Open government scores Supreme Court win

By Erin Jordan
Cedar Rapids Gazette

In a victory for open government advocates, the Iowa Supreme Court ruled Friday [March 18, 2016] that elected officials can’t skip public meetings by communicating through a government employee as a proxy.

The court decided 4-3 to reverse a Warren County decision, saying the district court incorrectly interpreted Iowa Code Section 21.2 on open meeting requirements.

“The open meetings law does not prohibit discussions between members of a governmental body and its staff to exchange ideas and gather information in order for the body to act upon an issue during an open meeting,” the ruling states.

“However, the open meetings law does prohibit the majority of a governmental body gathering in person through the use of agents or proxies to deliberate any matter within the scope of its policymaking duties outside the public view.”

Six employees of Warren County, which is south of Des Moines, sued the Board of Supervisors and Warren County in April 2014, alleging the board had violated Iowa’s open meetings law after surprising employees with a reorganization that eliminated positions and departments, the ruling states.

Testimony at that trial revealed County Administrator Mary Jean Furler had numerous one-on-one discussions with board members Douglas Shull, Steve Wilson and Dean Yordi about the reorganization in the months before the plan was unveiled.

Shull testified he started talking with Furler about the plan in January 2014 and said other supervisors also began meeting individually Furler to discuss the reorganization, “though no two supervisors were present at the same time when these discussions occurred.”

During a 20-minute public meeting April 18, 2014, the board unanimously passed resolutions approving the reorganization.
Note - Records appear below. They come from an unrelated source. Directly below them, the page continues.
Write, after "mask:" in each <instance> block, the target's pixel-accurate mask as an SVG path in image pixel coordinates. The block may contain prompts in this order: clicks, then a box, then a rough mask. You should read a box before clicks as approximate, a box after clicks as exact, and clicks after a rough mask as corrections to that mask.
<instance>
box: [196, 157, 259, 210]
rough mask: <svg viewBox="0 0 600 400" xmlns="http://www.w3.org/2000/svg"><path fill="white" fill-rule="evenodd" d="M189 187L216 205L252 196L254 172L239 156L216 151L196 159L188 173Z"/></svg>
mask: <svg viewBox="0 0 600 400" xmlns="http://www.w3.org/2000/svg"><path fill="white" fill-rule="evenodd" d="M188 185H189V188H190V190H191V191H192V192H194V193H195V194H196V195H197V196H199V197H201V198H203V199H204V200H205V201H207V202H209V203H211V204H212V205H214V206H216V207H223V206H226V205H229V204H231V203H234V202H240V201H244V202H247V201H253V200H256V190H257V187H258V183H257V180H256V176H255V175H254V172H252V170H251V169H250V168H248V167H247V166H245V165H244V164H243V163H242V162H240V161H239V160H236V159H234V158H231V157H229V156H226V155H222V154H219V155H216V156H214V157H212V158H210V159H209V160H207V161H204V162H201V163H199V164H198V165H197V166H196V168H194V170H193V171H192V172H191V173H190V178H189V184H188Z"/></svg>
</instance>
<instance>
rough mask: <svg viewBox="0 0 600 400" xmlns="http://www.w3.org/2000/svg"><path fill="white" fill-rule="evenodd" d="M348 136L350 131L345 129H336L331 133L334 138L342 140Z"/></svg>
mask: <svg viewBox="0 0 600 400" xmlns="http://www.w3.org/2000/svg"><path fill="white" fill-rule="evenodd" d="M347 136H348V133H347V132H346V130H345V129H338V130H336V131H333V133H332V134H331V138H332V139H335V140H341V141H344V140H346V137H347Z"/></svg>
No public comments were allowed.

The state Supreme Court found the district court erred by not considering Furler as an agent of the board, allowing members to discuss and reach consensus without meeting the technical requirements for having a public meeting.

“The supervisors used Administrator Furler to deliberate the reorganization plan in that manner because they knew the plan would be controversial and anticipated conflict and discomfort would result if they discussed it in a public forum,” the ruling states.

The Supreme Court sent the case back to district court “for further proceedings consistent with this opinion.” If the district court reaches similar conclusions to the high court, it should “grant the employees appropriate relief.”

The Iowa Freedom of Information Council lauded the decision, saying it sends a strong warning to government bodies.

“This clearly is a victory for the people of Iowa who want their government to be conducted in public, where they can see what is occurring,” said Executive Director Randy Evans.

“The Warren County Board of Supervisors deliberately went out its way to avoid any public discussion of the proposed reorganization until after board members had decided how the workforce would be shrunk and whose jobs would be eliminated.”

The ruling comes during Sunshine Week, a national celebration of open government and transparency.